Конечно, Марсово поле не очень-то подходящее место для смелых революционных высказываний. Не студенческая сходка. На Марсовом поле собирается не народ, а публика, дамы демонстрируют весенние туалеты… Но в тот год, словно бы и нет больше в России всевидящего глаза и всеслышащих ушей, все говорили о бунте открыто и повсюду. В тот год и Чернышевский открыто говорил речи о крестьянском топоре — только топором все в России и разрешится! — в доме у хлебосольного Егора Петровича Ковалевского, где собиралось самое пестрое общество. Возможно, что Чокан именно там познакомился с признанным главой революционной партии. В книге Н. М. Чернышевской[109] есть утверждение, что они встречались. Валиханова мог познакомить с Чернышевским и сотрудник «Современника» Григорий Захарович Елисеев — сибиряк, частый посетитель собраний студенческого сибирского землячества.

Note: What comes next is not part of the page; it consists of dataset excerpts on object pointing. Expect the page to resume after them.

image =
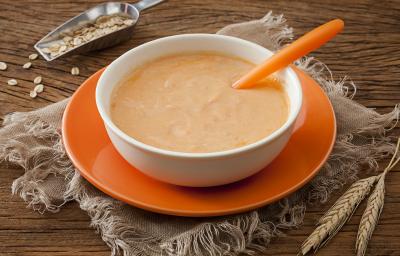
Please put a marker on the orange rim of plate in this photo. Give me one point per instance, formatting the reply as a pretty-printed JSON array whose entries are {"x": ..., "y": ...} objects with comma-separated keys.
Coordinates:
[{"x": 91, "y": 151}]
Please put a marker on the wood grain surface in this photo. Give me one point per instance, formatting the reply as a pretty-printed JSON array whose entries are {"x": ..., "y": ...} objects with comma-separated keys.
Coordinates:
[{"x": 368, "y": 51}]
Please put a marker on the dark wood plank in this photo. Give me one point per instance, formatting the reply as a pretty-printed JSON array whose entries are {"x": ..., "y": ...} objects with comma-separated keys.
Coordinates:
[{"x": 368, "y": 51}]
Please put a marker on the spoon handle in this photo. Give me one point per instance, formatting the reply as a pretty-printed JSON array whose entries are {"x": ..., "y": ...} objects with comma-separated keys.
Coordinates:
[
  {"x": 299, "y": 48},
  {"x": 144, "y": 4}
]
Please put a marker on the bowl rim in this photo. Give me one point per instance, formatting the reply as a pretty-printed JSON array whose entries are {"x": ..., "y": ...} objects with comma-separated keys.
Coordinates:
[{"x": 165, "y": 152}]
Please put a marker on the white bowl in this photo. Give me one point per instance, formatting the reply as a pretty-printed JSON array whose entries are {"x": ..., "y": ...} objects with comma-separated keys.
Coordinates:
[{"x": 196, "y": 169}]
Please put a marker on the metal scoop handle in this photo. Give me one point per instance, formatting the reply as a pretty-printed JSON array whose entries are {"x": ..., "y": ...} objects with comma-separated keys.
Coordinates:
[{"x": 144, "y": 4}]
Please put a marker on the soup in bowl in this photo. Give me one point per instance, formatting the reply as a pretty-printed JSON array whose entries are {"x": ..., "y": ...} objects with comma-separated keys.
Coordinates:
[{"x": 169, "y": 110}]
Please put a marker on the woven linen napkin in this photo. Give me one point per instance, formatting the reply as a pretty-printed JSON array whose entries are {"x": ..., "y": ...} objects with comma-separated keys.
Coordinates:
[{"x": 33, "y": 141}]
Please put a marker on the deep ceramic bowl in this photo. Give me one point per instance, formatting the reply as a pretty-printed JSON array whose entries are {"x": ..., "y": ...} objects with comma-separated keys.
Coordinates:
[{"x": 196, "y": 169}]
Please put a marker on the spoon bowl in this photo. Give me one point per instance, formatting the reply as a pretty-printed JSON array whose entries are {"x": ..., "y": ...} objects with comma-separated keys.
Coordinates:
[{"x": 131, "y": 11}]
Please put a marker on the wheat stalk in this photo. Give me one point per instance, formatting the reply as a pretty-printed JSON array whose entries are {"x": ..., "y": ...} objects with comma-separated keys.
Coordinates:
[
  {"x": 338, "y": 214},
  {"x": 344, "y": 207},
  {"x": 375, "y": 203}
]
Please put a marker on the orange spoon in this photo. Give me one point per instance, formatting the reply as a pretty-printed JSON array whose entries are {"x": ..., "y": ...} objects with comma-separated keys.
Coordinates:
[{"x": 302, "y": 46}]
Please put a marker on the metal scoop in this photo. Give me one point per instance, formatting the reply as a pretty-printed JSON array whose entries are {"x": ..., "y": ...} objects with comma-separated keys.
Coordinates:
[{"x": 130, "y": 11}]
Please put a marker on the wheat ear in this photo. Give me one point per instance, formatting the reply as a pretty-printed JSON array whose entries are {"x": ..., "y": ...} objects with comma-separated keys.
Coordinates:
[
  {"x": 375, "y": 203},
  {"x": 338, "y": 214},
  {"x": 344, "y": 208}
]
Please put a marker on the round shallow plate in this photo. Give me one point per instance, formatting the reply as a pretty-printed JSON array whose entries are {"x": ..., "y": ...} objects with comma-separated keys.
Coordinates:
[{"x": 91, "y": 151}]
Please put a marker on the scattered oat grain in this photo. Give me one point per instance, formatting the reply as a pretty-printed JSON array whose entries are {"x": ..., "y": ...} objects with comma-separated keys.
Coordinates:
[
  {"x": 27, "y": 65},
  {"x": 75, "y": 71},
  {"x": 12, "y": 82},
  {"x": 37, "y": 80},
  {"x": 33, "y": 56},
  {"x": 33, "y": 94},
  {"x": 39, "y": 88},
  {"x": 3, "y": 65}
]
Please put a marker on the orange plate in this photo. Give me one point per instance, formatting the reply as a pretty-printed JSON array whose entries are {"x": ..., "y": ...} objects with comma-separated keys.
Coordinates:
[{"x": 91, "y": 151}]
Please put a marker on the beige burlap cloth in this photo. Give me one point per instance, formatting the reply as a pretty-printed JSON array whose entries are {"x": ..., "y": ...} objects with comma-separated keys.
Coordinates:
[{"x": 32, "y": 141}]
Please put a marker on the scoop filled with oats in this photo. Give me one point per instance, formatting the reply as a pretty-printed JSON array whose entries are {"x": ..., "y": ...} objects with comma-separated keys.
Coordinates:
[{"x": 102, "y": 26}]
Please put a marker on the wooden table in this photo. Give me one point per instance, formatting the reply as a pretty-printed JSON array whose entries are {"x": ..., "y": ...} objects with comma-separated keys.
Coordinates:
[{"x": 368, "y": 51}]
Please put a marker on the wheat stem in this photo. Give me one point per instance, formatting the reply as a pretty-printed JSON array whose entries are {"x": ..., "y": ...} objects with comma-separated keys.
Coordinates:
[
  {"x": 372, "y": 212},
  {"x": 344, "y": 207},
  {"x": 338, "y": 214}
]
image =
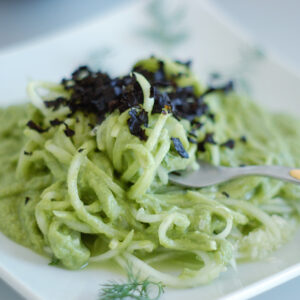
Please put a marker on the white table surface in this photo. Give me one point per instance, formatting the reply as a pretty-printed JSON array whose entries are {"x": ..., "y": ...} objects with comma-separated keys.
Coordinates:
[{"x": 274, "y": 24}]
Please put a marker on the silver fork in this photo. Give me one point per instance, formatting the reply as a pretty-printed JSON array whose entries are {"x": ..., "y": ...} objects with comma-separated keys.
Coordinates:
[{"x": 209, "y": 174}]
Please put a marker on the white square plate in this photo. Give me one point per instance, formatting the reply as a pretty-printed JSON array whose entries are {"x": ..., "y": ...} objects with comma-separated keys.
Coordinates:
[{"x": 113, "y": 43}]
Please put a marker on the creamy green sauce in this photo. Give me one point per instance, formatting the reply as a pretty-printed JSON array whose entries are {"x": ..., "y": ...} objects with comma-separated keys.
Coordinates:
[{"x": 104, "y": 194}]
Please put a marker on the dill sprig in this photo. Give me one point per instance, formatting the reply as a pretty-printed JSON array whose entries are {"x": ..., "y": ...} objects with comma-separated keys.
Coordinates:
[{"x": 134, "y": 288}]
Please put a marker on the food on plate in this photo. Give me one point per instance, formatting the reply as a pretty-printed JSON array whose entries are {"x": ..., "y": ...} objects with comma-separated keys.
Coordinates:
[{"x": 85, "y": 167}]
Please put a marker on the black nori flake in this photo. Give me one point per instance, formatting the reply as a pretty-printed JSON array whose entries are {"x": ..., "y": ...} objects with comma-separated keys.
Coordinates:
[
  {"x": 68, "y": 131},
  {"x": 226, "y": 194},
  {"x": 176, "y": 173},
  {"x": 187, "y": 63},
  {"x": 208, "y": 139},
  {"x": 179, "y": 147},
  {"x": 32, "y": 125},
  {"x": 55, "y": 122},
  {"x": 161, "y": 100},
  {"x": 97, "y": 93},
  {"x": 136, "y": 121},
  {"x": 55, "y": 104},
  {"x": 229, "y": 144},
  {"x": 243, "y": 139}
]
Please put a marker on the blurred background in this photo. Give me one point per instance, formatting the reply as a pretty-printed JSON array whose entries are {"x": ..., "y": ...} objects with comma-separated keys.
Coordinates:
[{"x": 273, "y": 24}]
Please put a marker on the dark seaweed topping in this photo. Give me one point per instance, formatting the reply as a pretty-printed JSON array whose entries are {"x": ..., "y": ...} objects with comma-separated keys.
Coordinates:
[
  {"x": 229, "y": 144},
  {"x": 187, "y": 63},
  {"x": 208, "y": 139},
  {"x": 161, "y": 100},
  {"x": 226, "y": 194},
  {"x": 99, "y": 94},
  {"x": 136, "y": 121},
  {"x": 211, "y": 116},
  {"x": 68, "y": 131},
  {"x": 243, "y": 139},
  {"x": 55, "y": 104},
  {"x": 56, "y": 122},
  {"x": 36, "y": 127},
  {"x": 179, "y": 148}
]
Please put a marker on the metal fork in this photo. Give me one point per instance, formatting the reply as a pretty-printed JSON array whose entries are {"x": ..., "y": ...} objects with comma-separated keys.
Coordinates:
[{"x": 209, "y": 174}]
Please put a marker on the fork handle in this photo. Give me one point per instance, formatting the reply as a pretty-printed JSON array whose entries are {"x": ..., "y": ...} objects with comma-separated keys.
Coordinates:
[{"x": 283, "y": 173}]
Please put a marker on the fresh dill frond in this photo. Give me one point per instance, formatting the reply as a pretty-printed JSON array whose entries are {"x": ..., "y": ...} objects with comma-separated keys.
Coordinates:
[
  {"x": 134, "y": 288},
  {"x": 54, "y": 261}
]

Молодые люди, приезжавшие учиться в Петербург со всех концов России, поддерживали связи со своими земляками, старались селиться по соседству. Малоросс тянулся к малороссу, сибиряк к сибиряку. Слишком неохватной была Россия, слишком разнохарактерной, разноземной, разнонародной. В студенческих землячествах собирались и просто так — пообщаться, поговорить, попеть. Но в сердцевине каждого землячества оказывались люди сильные, незаурядные, будущие общественные деятели, будущие крупные ученые. Из студенческой среды тех лет вышел на Русь разночинец-демократ, революционер-профессионал. Там вырабатывался типичный уклад жизни, даже какой-то общий тип, общий портрет русского шестидесятника. И в схожести не обнаружишь ни грана безликости. Люди равнялись перед общим великим делом.
Сибирское землячество перед приездом Потанина почти распалось. Потанина тут встретили как нового апостола. Ученик Дурова начал с того, что основал сибирскую студенческую коммуну. Потанин и несколько его друзей сняли квартиру, но не стали обзаводиться лишней мебелью и утварью. Потанин даже тюфяка не стал себе покупать. Застилал простыней голые доски — и достаточно. На завтрак и на ужин в потанинской коммуне пили чай с сухарями. На обед ели вареный картофель, ситный хлеб, дешевый сыр и запивали квасом. А когда Григорий и его приятель Куклин решили купить книгу «Русская флора» Ледебура, они отказались и от картофеля, брали на обед только ситный и квас.
Глядя на нищенский образ жизни молодого сибиряка, доброхоты предлагали ему то выгодный урок, то какой-нибудь другой заработок, дающий возможность жить мало-мальски приличней, но Потанин отказывался:
— Мне надо заниматься. Я и так потерял лучшие молодые годы.
С университетских лекций он спешил в вечерние классы Академии художеств.
— Путешественник должен уметь рисовать.
Хотя в кадетском корпусе никто не замечал художественного дарования юного Потанина, он в Петербурге выучился рисовать довольно недурно, подружился с многообещающим пейзажистом Иваном Ивановичем Шишкиным, летом 1860 года ездил с ним на натуру, на остров Валаам.
Иван Иванович Шишкин и художник-сибиряк Михаил Михайлович Песков ввели в потанинский кружок своего приятеля — художника Павла Петровича Джогина. Его квартира стала местом собраний кружка. Там висел портрет Гарибальди, как когда-то у Петрашевского портрет Фурье. После приезда Валиханова сибиряки стали собираться и у него, причем Чокан, знавший, что у большинства сибиряков ветер свистит в кармане, принимал по-казахски, кормил на славу.
Любопытно, что сибирякам, в том числе и другу детства Григорию Потанину, Чокан в Петербурге стал казаться в большей степени европейцем, нежели они. То есть себя они ощущали провинциалами, азиатами, а Чокан — с его, вспоминает Ядринцев, изящной внешностью образованного китайца — представлялся им человеком столичным и западного склада. «Он понимал окружающую русскую среду и готов был сродниться с ней на почве европейской цивилизации. Это был новый коран его жизни», — пишет в воспоминаниях Ядринцев. И тут — согласно принятым тогда иносказаниям — слова «европейская цивилизация» ясно обозначают приверженность Валиханова прогрессивным идеям своего времени.
Патриоты Сибири всем сердцем восприняли возникшую в ту пору идею, что российские окраины более революционны, чем центральные губернии. Они свято верили, что надо свергать централизацию. Но ведь и Герцен тоже тогда писал: «Казенные патриоты кричат с ужасом о сепаратизме, они боятся за русскую империю, они чуют освобождение частей от старой связи и в федеральном их соединении конец самодержавия». Вера в особую революционность окраин империи опиралась на освободительное движение в Польше и на Украине. Бунт окраин воспринимался как часть общероссийской революции, в результате которой возникнут новые связи частей России[110].